Dr Ali is known for going above and beyond the call of duty, working one day a week for free at his practice for three months to sort out paperwork on behalf of patients who needed help with everything from housing admin and benefits queries to language translation.

‘Many of my patients had depression and couldn’t deal with the phone calls and form-filling,’ he says. ‘I couldn’t fit these emails and phone calls into my 40-hour working week, so I decided to do an extra day to help my patients, some of whom are socially disadvantaged.

‘After all, money is only money — I wanted to be able to sleep at night.’

Stacey Armstrong, manager of the Ferrol Lodge Care Home in Sale, Manchester, which employs 22 care workers, is one of many grateful recipients who wanted to nominate Dr Ali for The Daily Mail Health Hero Awards.

‘Receiving the goodies was a real pick-me-up for the staff at a tough time,’ says Stacey. ‘We could tell Dr Ali had really thought about the items he’d chosen.

‘It was so considerate for someone who was giving their medical expertise during the day to think of care home staff as well.

‘We are very proud that we managed to keep Covid-19 out of our care home and have had no deaths from the virus.’

Community nurse Dave Turner has been staying at the Hotel Football for the past 12 weeks to protect his wife, Mo, and daughter-in-law, Sarah, who both have underlying illnesses that put them in the Covid-19 high-risk category.

‘I’ve only been able to go back home on my days off and chat to my family at the garden gate,’ he says. ‘I haven’t been inside my home in months — I can cope, though, as I know I am keeping them safe. But receiving that care package at the hotel gave me a real boost. It was a random act of kindness from Dr Ali.

‘I was so delighted, I sent him a video message just to say what a difference it made knowing others were thinking of us. He thoroughly deserves to be nominated.’

Dr Ali also works as a lecturer and examiner at the University of Manchester Medical School, where he trained.

Born in Sweden to immigrant parents who fled Basra in Iraq in the time of Saddam Hussein, Dr Ali moved to the UK to study medicine, qualifying in 2008 and becoming a GP in 2013.

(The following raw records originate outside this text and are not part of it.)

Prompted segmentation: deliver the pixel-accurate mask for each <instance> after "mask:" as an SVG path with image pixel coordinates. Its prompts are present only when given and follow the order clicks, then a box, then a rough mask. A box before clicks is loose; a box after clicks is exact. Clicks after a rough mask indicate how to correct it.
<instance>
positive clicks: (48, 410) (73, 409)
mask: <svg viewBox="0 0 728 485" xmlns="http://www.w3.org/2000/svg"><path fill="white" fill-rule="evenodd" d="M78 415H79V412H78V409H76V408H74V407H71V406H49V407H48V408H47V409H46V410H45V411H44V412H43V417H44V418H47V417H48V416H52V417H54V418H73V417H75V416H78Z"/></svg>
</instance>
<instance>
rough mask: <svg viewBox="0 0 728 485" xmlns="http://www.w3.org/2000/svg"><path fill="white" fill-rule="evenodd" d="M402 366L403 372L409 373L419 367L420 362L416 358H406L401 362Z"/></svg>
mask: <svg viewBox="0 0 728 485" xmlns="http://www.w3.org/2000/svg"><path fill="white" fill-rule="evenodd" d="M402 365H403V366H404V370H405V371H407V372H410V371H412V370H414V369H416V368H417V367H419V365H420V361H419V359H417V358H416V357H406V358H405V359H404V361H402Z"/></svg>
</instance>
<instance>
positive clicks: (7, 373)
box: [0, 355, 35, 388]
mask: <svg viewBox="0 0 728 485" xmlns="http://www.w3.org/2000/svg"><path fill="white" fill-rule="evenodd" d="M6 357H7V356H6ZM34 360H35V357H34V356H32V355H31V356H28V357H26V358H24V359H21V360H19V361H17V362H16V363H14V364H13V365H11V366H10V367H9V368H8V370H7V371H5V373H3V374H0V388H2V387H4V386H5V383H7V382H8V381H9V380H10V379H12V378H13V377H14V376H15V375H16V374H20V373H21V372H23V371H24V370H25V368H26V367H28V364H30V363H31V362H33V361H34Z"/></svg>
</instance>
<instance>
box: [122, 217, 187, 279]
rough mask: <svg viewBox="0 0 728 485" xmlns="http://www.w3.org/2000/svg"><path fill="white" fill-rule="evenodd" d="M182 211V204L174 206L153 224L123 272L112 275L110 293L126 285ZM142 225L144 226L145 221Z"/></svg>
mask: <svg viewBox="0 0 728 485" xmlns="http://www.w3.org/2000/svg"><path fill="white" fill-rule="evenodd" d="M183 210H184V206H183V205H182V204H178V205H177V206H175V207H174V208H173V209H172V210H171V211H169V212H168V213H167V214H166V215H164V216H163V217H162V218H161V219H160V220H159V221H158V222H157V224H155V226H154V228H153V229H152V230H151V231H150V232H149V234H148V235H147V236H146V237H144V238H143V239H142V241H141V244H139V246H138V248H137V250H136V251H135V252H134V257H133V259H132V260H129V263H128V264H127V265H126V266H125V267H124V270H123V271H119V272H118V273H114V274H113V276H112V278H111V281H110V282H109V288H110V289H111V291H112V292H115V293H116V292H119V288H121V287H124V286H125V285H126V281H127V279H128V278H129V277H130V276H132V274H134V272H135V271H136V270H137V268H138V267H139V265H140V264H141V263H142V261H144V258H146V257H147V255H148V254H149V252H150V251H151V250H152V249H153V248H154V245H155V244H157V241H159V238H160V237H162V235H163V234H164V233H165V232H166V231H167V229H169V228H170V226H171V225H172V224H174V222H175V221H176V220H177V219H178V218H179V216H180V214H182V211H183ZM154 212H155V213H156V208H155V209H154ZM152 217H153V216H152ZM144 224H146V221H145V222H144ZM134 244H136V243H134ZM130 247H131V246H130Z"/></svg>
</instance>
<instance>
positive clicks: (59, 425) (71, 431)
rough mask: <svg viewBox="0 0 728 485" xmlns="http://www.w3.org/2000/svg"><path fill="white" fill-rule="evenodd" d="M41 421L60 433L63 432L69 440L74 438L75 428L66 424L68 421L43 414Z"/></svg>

The packages contained healthy snacks, bottles of water, hand creams, shampoo and other toiletries, instant soup, porridge — and socks

‘This is the country that trained me as a doctor and I want to give something back,’ he says.

He adds that he is honoured to be nominated as a Health Hero but also a bit embarrassed. ‘This was all about sending some love to people who were working against the odds,’ he says.

‘These past few months have given me a renewed passion for the work I do. It’s a privilege to be a doctor and I feel I’ve done some good in a small way.

‘It has been hard work doing this on my days off but there are people working a lot harder than me.

‘At least I can go home to my family every night — others don’t have that support.’